The issuance of a writ of possession rests on the satisfaction of the following
requisite: (1) There must be a Complaint for expropriation sufficient in form and
in substance; (2) A provisional determination of just compensation for the
properties sought to be expropriated must be made by the trial court on the basis
of judicial (not legislative or executive) discretion; and (3) The deposit
requirement. Once these are complied the issuance of a writ is ministerial
function of the expropriation court.
Heirs of Ardona v. Reyes

Facts: The Philippine Tourist Authority sought to expropriate the land belonging
to petitioners for the promotion of tourism by creating, among others, golf course
and other recreational activities. Petitioner challenge the act on the ground that
the ‘promotion of tourism’ does not fall under the purview of public use.

Ruling: As long as the purpose of the taking is public, then the power of eminent
domain comes into play. Ostensibly the Court also noted that the non-
impairment clause has never been a barrier to the exercise of police power and
likewise eminent domain. Thus, the Court ruled in favor of the expropriation.

Province of Camarines Sur v. CA

Facts: Petitioner sought to expropriate the land belonging to respondent in order

to establish a pilot farm for non-food and non-traditional crops and as housing
project for provincial government employees.
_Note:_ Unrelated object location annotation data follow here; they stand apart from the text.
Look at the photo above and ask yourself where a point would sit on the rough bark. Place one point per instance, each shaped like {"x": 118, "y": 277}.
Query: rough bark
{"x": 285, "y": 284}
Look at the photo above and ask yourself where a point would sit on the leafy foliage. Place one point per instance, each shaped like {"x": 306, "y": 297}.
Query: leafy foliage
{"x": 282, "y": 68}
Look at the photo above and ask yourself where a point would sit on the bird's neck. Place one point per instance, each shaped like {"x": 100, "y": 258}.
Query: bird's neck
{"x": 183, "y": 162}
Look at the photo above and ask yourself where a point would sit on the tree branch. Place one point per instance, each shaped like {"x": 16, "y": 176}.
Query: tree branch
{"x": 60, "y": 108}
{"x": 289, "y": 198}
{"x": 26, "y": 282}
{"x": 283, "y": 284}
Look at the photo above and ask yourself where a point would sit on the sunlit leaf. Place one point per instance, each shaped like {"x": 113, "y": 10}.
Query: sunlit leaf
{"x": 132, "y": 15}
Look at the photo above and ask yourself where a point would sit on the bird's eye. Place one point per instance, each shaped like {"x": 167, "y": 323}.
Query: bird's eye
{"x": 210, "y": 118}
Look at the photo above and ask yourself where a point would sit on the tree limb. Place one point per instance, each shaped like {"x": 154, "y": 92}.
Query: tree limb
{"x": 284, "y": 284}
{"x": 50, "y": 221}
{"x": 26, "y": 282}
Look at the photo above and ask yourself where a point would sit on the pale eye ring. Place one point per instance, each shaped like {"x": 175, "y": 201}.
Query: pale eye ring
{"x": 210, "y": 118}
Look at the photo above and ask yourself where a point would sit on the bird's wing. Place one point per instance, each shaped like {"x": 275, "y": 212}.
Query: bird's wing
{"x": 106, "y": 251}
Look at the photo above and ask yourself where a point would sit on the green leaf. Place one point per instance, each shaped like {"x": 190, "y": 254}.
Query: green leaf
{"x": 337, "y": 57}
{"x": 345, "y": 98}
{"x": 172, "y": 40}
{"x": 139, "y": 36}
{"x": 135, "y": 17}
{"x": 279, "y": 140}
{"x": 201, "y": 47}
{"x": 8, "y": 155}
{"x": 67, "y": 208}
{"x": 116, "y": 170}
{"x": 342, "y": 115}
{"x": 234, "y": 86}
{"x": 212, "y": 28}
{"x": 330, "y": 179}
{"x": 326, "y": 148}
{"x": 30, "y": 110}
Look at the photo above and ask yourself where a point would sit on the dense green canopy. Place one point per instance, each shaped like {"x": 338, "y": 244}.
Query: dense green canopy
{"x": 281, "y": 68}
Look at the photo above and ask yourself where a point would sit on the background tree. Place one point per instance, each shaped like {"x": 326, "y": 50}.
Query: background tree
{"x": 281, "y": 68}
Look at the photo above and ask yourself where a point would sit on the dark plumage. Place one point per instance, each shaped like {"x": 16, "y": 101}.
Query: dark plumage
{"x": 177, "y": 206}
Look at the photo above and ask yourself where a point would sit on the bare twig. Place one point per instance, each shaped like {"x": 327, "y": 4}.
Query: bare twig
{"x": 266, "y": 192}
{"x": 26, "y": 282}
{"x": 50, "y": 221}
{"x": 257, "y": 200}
Private respondents opposed the
act on the ground that the reason behind the expropriation does not fall within
the purview of public use. The OSG, when asked by the CA to comment on the
expropriation, noted that the expropriation of the agricultural land needs the
approval of the Secretary of DAR as it would entail the conversion of an
agricultural land to a non-agricultural one.
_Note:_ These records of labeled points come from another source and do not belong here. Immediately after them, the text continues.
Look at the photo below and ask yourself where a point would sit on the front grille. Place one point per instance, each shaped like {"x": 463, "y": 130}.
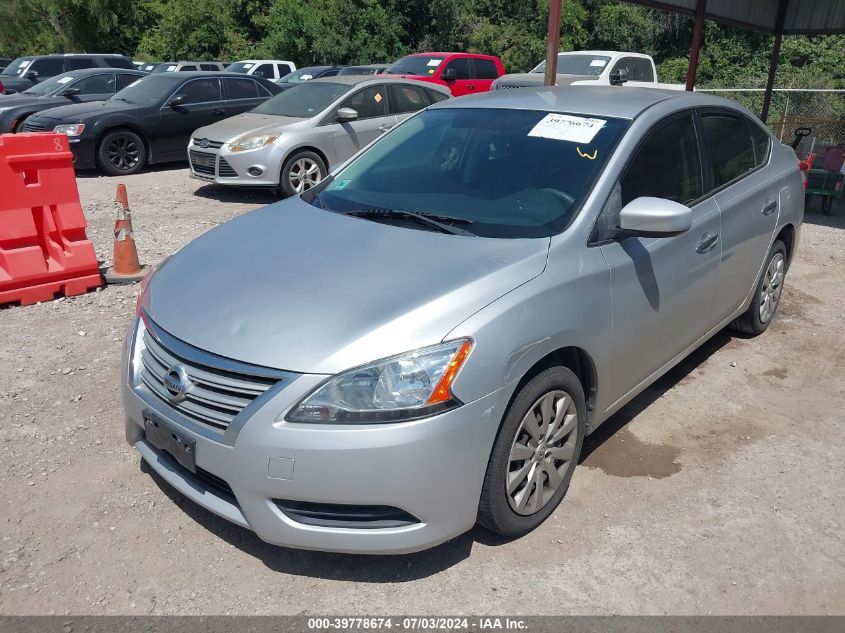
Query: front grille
{"x": 225, "y": 170}
{"x": 201, "y": 162}
{"x": 209, "y": 143}
{"x": 34, "y": 126}
{"x": 215, "y": 395}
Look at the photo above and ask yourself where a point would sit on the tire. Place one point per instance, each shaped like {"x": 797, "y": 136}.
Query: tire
{"x": 121, "y": 153}
{"x": 499, "y": 508}
{"x": 301, "y": 171}
{"x": 759, "y": 315}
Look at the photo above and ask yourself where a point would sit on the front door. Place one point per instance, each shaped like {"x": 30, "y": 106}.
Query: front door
{"x": 662, "y": 288}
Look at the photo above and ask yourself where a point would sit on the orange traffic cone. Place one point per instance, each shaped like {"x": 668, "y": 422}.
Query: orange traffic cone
{"x": 126, "y": 267}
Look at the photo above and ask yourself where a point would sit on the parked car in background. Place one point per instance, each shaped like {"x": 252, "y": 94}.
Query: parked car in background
{"x": 25, "y": 72}
{"x": 291, "y": 141}
{"x": 369, "y": 69}
{"x": 462, "y": 73}
{"x": 76, "y": 86}
{"x": 424, "y": 340}
{"x": 306, "y": 74}
{"x": 272, "y": 69}
{"x": 151, "y": 120}
{"x": 588, "y": 68}
{"x": 179, "y": 67}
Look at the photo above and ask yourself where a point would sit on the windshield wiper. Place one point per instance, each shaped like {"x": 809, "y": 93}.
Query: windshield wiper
{"x": 440, "y": 222}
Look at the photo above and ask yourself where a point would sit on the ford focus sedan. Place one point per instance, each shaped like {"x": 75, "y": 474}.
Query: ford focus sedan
{"x": 292, "y": 140}
{"x": 423, "y": 340}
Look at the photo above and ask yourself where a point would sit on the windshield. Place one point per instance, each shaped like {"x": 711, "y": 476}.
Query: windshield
{"x": 415, "y": 65}
{"x": 49, "y": 85}
{"x": 147, "y": 90}
{"x": 510, "y": 173}
{"x": 239, "y": 67}
{"x": 568, "y": 64}
{"x": 302, "y": 75}
{"x": 305, "y": 100}
{"x": 16, "y": 67}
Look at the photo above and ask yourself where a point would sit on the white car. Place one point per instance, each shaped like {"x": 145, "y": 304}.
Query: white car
{"x": 272, "y": 69}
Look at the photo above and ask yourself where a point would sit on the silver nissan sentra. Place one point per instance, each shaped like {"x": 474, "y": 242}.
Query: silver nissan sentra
{"x": 423, "y": 340}
{"x": 291, "y": 141}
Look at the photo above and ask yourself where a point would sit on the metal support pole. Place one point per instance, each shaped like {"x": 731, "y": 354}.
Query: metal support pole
{"x": 773, "y": 64}
{"x": 700, "y": 7}
{"x": 553, "y": 41}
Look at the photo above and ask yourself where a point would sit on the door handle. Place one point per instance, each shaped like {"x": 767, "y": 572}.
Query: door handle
{"x": 707, "y": 243}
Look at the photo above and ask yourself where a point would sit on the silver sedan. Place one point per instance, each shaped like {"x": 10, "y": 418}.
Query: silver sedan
{"x": 292, "y": 141}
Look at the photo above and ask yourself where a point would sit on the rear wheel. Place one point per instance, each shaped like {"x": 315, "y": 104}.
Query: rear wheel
{"x": 535, "y": 453}
{"x": 767, "y": 294}
{"x": 121, "y": 153}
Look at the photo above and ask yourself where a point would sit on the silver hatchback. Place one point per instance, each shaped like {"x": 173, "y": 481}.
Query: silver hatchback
{"x": 291, "y": 141}
{"x": 423, "y": 340}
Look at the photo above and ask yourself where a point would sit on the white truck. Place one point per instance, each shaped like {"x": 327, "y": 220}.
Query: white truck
{"x": 590, "y": 68}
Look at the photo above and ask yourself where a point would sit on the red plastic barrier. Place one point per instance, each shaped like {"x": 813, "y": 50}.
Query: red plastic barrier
{"x": 43, "y": 247}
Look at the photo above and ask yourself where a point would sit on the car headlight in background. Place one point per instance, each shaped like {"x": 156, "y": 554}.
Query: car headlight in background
{"x": 71, "y": 129}
{"x": 245, "y": 143}
{"x": 410, "y": 386}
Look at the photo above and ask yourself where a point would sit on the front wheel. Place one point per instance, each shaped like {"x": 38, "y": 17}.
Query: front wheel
{"x": 301, "y": 171}
{"x": 535, "y": 453}
{"x": 121, "y": 153}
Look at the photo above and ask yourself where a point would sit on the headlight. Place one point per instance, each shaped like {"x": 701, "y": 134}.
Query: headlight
{"x": 72, "y": 129}
{"x": 405, "y": 387}
{"x": 245, "y": 143}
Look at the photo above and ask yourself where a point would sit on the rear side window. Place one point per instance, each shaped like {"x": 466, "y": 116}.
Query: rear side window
{"x": 461, "y": 66}
{"x": 241, "y": 88}
{"x": 78, "y": 63}
{"x": 666, "y": 166}
{"x": 485, "y": 69}
{"x": 729, "y": 147}
{"x": 406, "y": 98}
Ruling: Under the new concept, "public use" means public advantage,
convenience or benefit, which tends to contribute to the general welfare and the
prosperity of the whole community, like a resort complex for tourists or housing
project. Requiring approval of the DAR Secretary prior to the expropriation of
agricultural land would give his the unbridled authority to ascertain whether it
is for public purpose or use. Thus, expropriation is valid.